Navigation

Painful periods (dysmenorrhoea)


Your health expert: Dr Madhavi Vellayan, Consultant Gynaecologist
Content editor review by Rachael Mayfield-Blake, December 2021
Next review due November 2024

Painful periods cause pain in your tummy when you have your period. Painful periods are common. This pain can be mild for some people. But it can be so severe that it affects your day-to-day activities and you may have to take time off work or school. There are some things you can do yourself to help relieve the pain, but if the pain is severe and affects your quality of life, contact a GP for help.
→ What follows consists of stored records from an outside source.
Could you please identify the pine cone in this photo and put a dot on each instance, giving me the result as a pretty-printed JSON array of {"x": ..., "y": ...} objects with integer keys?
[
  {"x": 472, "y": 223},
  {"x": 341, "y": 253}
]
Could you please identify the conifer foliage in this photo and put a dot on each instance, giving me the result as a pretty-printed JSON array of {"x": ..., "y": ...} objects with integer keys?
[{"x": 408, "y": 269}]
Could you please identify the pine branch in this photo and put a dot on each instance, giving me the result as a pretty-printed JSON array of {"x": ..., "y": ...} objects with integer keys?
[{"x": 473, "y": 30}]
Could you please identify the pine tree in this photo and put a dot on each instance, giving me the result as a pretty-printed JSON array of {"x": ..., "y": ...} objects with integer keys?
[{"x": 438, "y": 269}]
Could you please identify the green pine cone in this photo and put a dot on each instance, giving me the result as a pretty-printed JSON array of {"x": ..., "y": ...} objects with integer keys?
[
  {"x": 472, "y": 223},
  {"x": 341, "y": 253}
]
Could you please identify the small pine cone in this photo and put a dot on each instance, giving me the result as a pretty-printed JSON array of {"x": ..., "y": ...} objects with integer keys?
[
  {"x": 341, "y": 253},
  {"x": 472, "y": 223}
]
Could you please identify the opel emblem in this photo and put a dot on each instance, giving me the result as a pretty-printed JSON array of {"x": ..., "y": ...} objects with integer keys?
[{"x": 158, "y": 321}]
An image showing the female reproductive system

Types of painful periods

The medical name for painful periods is dysmenorrhoea. There are two types of painful periods.

  • Primary dysmenorrhoea. This is period pain that isn't caused by a specific condition. It usually happens within six to 12 months of your periods first starting when you’re a teenager. The pain usually begins when your period arrives each month and lasts for between one and three days.
  • Secondary dysmenorrhoea. This is pain caused by an underlying medical condition, such as endometriosis or fibroids. This type of period pain gets worse with age. It may happen years after your periods have started, often when you’re in your 30s or 40s. The pain may come on at other times during your monthly cycle, especially in the few days before your period starts, as well as when you have your period. It can also get worse, rather than better, as your period goes on.

Causes of painful periods

Primary dysmenorrhoea isn't caused by a specific condition. Doctors think that the main cause is an increase in the amount of prostaglandins in your womb (uterus) around the time of your period. Prostaglandins are chemicals that cause the muscles of your womb to tighten. This tightening of the muscles can temporarily reduce the blood supply to your womb, which causes pain.

Causes of secondary dysmenorrhoea include the following.

  • Endometriosis. This is when cells that normally line your uterus grow outside it in other parts of your body, but go through the same monthly changes. Endometriosis is the most common cause of secondary dysmenorrhoea.
  • Fibroids. These are non-cancerous growths of your womb.
  • Pelvic inflammatory disease. This is an infection in your uterus and fallopian tubes, and sometimes your ovaries.
  • Adenomyosis. This is a condition where the glands that are usually in the lining of your womb grow inside the walls of your womb as well. Your womb gets slightly larger than it should be, and you may have heavy periods with cramps.
  • A contraceptive intrauterine device (IUD) that contains copper can sometimes cause secondary dysmenorrhoea. You may develop painful periods in the three to six months after the device is fitted, which should then settle. If this continues to be a problem, a GP or gynaecologist may suggest that you have the IUD removed and use a different type of contraception. Or try an intrauterine system that releases hormones (also known as an IUS or coil) as this may help with painful periods.

You're more likely to have painful periods if:

  • your periods started at a young age
  • you have heavy bleeding or long periods
  • other women in your family have painful periods
  • you've never had children
  • you smoke
  • you’re overweight
  • you have depression

Symptoms associated with painful periods

The main symptom of primary dysmenorrhoea is cramping pain in your tummy (lower abdomen). The pain can also spread to your lower back and your thighs. You may feel this a few days before and/or during your period, and it usually gets better at the end of your period.

As well as pain, you might have some other symptoms before or during your period, such as:

  • tiredness
  • feeling sick or being sick
  • diarrhoea
  • a headache or feeling light-headed
  • bloating
  • emotional symptoms

If you have secondary dysmenorrhoea, besides cramping pain you might also have a feeling of heaviness in your tummy, and back pain. You may also have other secondary dysmenorrhoea symptoms, such as:

  • heavy or irregular periods
  • bleeding in-between periods
  • an unusual discharge from your vagina
  • pain during sex, and you may bleed afterwards

If you have any of these symptoms, contact your GP for advice.

Diagnosis of painful periods

The GP will ask about your symptoms and how your periods affect your day-to-day life, as well as about your medical history.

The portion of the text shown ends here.